The references are extracted from the documents and after some semi-manual consolidation and statistical filtering they are transformed into a massive system of simultaneous equations, consistent with Leontief's directions.

Once the equations are solved we have, viola, the relative influence of each stakeholder of the issue. We term this metric Issue Influence Index™.

The Issue Influence Index™ is a relative and linear measure of influence. It ranges from 1, which can be interpreted as "very little influence, but still more than no influence" and upwards.

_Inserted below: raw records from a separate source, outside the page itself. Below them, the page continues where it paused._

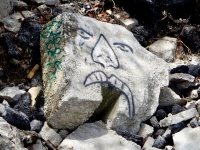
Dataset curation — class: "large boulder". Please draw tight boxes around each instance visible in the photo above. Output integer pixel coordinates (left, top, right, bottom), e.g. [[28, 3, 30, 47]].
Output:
[[40, 12, 169, 133]]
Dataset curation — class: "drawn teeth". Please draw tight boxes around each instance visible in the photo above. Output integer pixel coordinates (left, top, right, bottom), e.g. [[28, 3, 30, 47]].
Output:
[[83, 71, 107, 86], [108, 75, 135, 118]]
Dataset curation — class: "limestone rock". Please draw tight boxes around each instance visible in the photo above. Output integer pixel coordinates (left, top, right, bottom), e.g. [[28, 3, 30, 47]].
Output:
[[159, 108, 197, 127], [3, 17, 21, 33], [0, 87, 25, 102], [0, 0, 12, 20], [142, 136, 155, 150], [138, 123, 154, 138], [40, 122, 62, 147], [172, 127, 200, 150], [0, 117, 27, 150], [149, 37, 177, 62], [41, 12, 169, 133], [159, 87, 182, 106], [169, 73, 195, 82], [28, 139, 48, 150], [30, 0, 60, 5], [28, 87, 42, 106], [58, 121, 141, 150]]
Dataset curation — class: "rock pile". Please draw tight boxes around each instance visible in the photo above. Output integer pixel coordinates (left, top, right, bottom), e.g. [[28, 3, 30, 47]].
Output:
[[0, 0, 200, 150]]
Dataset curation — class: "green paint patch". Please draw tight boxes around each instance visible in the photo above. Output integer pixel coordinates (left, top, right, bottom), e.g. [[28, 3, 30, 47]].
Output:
[[40, 20, 62, 88]]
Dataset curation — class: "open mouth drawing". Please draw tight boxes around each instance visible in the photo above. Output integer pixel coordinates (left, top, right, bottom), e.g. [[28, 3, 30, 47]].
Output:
[[83, 71, 135, 119]]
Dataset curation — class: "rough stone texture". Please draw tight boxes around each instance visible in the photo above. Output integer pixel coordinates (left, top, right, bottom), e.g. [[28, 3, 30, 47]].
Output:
[[41, 13, 169, 133], [0, 87, 25, 102], [162, 126, 172, 139], [10, 10, 35, 20], [150, 116, 159, 128], [0, 104, 30, 130], [40, 122, 62, 147], [10, 0, 27, 7], [171, 122, 186, 134], [185, 101, 196, 109], [172, 127, 200, 150], [159, 108, 197, 127], [58, 121, 141, 150], [30, 0, 60, 5], [152, 135, 166, 149], [159, 87, 182, 106], [138, 123, 154, 138], [28, 87, 42, 106], [172, 104, 183, 115], [28, 139, 48, 150], [149, 37, 177, 62], [142, 136, 155, 150], [189, 90, 199, 99], [169, 73, 195, 82], [3, 17, 21, 33], [0, 0, 12, 20], [164, 145, 174, 150], [190, 118, 199, 128], [0, 117, 27, 150], [30, 119, 44, 132]]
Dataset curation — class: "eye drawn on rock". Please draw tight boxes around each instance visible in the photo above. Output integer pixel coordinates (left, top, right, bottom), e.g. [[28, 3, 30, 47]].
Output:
[[91, 34, 119, 68], [78, 27, 93, 40], [113, 42, 133, 53], [83, 71, 135, 118]]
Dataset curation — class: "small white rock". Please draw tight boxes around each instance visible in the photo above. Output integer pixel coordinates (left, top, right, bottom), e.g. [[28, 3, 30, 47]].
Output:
[[40, 122, 62, 147], [159, 108, 197, 127], [172, 127, 200, 150], [138, 123, 154, 138]]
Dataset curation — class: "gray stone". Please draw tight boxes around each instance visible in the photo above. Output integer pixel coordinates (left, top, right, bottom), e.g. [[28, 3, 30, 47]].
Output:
[[0, 0, 12, 20], [149, 37, 177, 62], [0, 117, 27, 150], [10, 10, 35, 20], [58, 130, 69, 139], [114, 12, 138, 31], [162, 126, 172, 139], [0, 87, 26, 102], [40, 13, 169, 133], [11, 0, 27, 7], [169, 73, 195, 82], [172, 127, 200, 150], [185, 101, 196, 109], [39, 122, 62, 147], [138, 123, 154, 138], [152, 135, 166, 149], [142, 136, 155, 150], [190, 117, 199, 128], [164, 145, 174, 150], [159, 87, 183, 106], [3, 17, 21, 33], [28, 139, 48, 150], [30, 0, 60, 5], [150, 116, 160, 128], [28, 87, 42, 106], [159, 108, 197, 127], [30, 119, 44, 132], [189, 90, 199, 99], [57, 121, 141, 150]]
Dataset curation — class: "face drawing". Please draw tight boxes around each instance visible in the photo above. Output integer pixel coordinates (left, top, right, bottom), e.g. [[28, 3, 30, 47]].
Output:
[[78, 22, 135, 118]]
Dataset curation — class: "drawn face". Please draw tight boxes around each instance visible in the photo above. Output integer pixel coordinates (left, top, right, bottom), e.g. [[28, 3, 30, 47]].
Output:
[[78, 21, 135, 118]]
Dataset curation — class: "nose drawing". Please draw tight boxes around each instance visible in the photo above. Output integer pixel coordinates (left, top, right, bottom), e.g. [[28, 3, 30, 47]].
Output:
[[92, 34, 119, 68]]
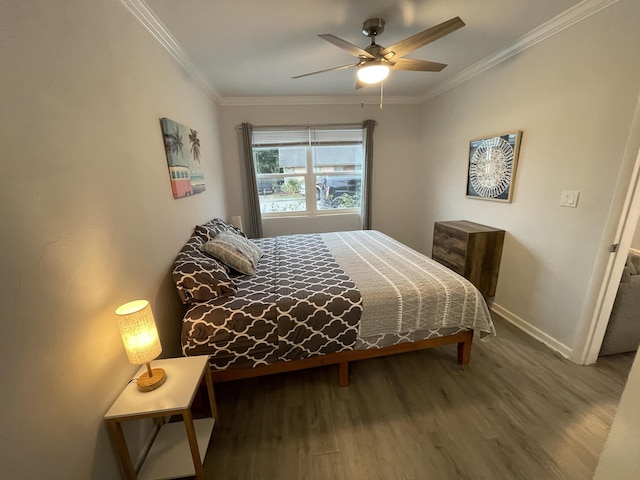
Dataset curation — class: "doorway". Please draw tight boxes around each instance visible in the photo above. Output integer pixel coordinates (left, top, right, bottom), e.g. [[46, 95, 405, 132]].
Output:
[[575, 99, 640, 365]]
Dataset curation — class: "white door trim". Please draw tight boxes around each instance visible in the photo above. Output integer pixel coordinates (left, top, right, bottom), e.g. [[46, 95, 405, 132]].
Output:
[[574, 94, 640, 365]]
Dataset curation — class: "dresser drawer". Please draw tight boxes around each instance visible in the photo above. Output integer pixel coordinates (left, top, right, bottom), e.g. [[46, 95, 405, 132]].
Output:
[[432, 224, 467, 275], [431, 220, 505, 298]]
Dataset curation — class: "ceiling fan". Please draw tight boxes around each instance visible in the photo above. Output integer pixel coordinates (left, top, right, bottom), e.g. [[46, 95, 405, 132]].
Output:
[[292, 17, 465, 89]]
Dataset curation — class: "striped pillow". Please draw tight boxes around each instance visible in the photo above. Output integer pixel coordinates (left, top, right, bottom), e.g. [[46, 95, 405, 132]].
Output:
[[200, 232, 262, 275]]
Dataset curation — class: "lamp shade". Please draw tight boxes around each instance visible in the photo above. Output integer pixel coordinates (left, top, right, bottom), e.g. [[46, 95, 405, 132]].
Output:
[[358, 60, 389, 84], [116, 300, 162, 365]]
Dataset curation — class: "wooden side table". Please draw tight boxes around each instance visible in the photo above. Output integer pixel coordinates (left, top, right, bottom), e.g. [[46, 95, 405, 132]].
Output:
[[104, 355, 218, 480], [431, 220, 505, 298]]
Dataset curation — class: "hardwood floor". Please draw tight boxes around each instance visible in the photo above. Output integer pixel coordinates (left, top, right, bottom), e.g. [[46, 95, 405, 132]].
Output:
[[200, 318, 633, 480]]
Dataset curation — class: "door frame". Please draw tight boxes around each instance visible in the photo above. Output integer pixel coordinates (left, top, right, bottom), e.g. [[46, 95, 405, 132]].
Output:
[[573, 98, 640, 365]]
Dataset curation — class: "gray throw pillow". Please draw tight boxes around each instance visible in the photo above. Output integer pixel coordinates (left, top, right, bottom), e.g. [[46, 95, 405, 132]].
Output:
[[200, 232, 262, 275]]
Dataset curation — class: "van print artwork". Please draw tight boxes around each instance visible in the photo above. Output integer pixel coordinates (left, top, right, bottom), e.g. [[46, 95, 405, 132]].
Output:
[[160, 118, 205, 198]]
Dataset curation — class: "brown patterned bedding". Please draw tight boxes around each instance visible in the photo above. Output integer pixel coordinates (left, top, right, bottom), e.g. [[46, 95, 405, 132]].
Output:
[[182, 231, 495, 369]]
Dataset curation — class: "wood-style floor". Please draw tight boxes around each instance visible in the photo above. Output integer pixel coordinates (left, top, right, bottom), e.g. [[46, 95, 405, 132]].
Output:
[[200, 319, 633, 480]]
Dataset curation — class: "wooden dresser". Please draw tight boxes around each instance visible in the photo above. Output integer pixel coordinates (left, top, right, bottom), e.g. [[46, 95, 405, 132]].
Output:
[[431, 220, 504, 298]]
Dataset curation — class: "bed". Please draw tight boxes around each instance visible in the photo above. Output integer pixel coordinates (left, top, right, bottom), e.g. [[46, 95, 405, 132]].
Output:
[[173, 219, 495, 386]]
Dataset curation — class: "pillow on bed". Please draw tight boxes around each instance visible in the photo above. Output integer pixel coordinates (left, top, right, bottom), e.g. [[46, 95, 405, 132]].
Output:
[[194, 218, 246, 242], [172, 236, 236, 304], [200, 232, 262, 275]]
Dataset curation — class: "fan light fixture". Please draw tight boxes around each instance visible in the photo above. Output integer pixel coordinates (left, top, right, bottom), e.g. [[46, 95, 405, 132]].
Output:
[[116, 300, 167, 392], [358, 60, 389, 85]]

An organization with an index of 4 has twice the influence of someone with an index of 2.

Corante
Corante is actually a group of well known bloggers operating more or less under a common brand.

Business Week and Forbes
They have published some of the most widely cited articles on "business blogging" and their attention to the topic signals to many an acceptance of "business blogging" in the business media.

Neville Hobson
Neville Hobson is the most influential appearing under his own name. To some more known as the publisher of the popular podcast "for immediate release".

BBC
Blogging is related to news and therefore it's not surprising to see the world's largest news organization on the list.

Micro Persuasion
Blog run by Steve Rubel, a famous blogger with a focus on PR. During the week this study was made it was announced that Steve Rubel is joining Edelman, a large PR company with big customers like WalMart. It's not difficult to understand why Edelman poached Mr. Rubel. They are buying a lot of influence on a topic of great interest to their clients.

Seth Godin
I have yet to meet someone who works with the Internet who doesn't know who he is. Well known author and often seen as the inventor of "permission based marketing"

Ross Mayfield
Founder of the company SocialText.

GM Blogs
The entry to General Motors' blogsphere. Often referenced as an example of how a large and relatively conservative organization has embraced business blogging.